O primeiro-ministro sul-coreano, Kim Hwang-sik, advertiu nesta sexta-feira que há a possibilidade de a Coreia do Norte renovar suas provocações contra a Coreia do Sul devido a seu isolamento e a suas dificuldades econômicas, informou a agência local “Yonhap”.
“A Coreia do Norte ainda não está mostrando uma atitude responsável”, disse Kim na reunião anual de responsáveis de Defesa, que contou ainda com as participações de altos comandantes do Exército e do presidente sul-coreano, Lee Myung-bak.

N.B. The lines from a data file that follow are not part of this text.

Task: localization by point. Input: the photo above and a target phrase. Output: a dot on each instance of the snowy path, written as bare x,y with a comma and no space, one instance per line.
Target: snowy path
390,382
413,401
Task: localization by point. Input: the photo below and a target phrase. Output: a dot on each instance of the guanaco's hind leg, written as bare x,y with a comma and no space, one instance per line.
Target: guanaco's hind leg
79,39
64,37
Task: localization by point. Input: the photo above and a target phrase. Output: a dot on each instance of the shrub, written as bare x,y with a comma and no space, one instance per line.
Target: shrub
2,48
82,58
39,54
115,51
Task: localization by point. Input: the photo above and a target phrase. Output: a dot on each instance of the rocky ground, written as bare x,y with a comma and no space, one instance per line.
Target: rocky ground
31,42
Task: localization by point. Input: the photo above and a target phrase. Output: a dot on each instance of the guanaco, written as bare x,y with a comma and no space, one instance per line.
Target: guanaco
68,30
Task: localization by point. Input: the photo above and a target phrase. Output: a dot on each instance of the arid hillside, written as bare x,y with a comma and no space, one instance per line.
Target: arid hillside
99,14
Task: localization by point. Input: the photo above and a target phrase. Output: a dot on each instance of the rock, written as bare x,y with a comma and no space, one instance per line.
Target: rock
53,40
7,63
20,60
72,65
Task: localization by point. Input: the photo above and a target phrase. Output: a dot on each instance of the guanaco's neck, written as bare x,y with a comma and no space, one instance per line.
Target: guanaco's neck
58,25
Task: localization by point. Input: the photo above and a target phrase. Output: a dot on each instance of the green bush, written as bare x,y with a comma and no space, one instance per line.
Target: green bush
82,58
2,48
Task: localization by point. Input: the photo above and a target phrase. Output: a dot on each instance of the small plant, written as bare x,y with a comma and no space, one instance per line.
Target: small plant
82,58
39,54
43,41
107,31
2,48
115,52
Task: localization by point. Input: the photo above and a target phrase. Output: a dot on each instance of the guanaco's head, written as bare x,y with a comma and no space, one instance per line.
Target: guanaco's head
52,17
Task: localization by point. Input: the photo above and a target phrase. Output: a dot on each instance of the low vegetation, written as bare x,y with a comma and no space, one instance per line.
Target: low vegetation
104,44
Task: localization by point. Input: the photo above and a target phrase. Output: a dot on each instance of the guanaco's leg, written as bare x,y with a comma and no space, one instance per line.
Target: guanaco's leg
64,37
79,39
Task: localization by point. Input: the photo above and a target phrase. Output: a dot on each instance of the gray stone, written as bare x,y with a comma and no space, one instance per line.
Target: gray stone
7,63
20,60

“O Exército deve estar preparado, já que há a possibilidade de uma nova provocação, a julgar pela situação na Coreia do Norte”, apontou o primeiro-ministro.
Em novembro passado a ilha sul-coreana de Yeonpyeong, na zona fronteiriça do Mar Amarelo (Mar Ocidental), sofreu um bombardeio norte-coreano com disparos de artilharia, o que deixou quatro mortos e elevou ao máximo a tensão na região.
Além disso, em março do ano passado uma embarcação de guerra sul-coreana foi afundada também no Mar Amarelo e provocou a morte de 46 tripulantes, algo que Seul atribuiu ao ataque de um submarino norte-coreano, embora Pyongyang negue a acusação.
Apesar das tentativas das duas Coreias de reduzir a tensão no início deste ano, fracassou em fevereiro uma reunião bilateral entre militares dos dois países porque Seul exigia que Pyongyang se desculpasse pelos dois incidentes.
A tensão na península não impediu que em 2010 a produção no complexo industrial conjunto de Kaesong, em território norte-coreano, aumentasse 26%, a US$ 323 milhões, segundo informou nesta sexta-feira o Ministério de Unificação sul-coreano.
O Governo sul-coreano reiterou que o complexo de Kaesong, o único projeto intercoreano ativo, é uma prioridade e continuará operando.
Neste centro industrial, várias empresas sul-coreanas de produção têxtil, de ferramentas e eletrônica empregam mais de 46 mil norte-coreanos.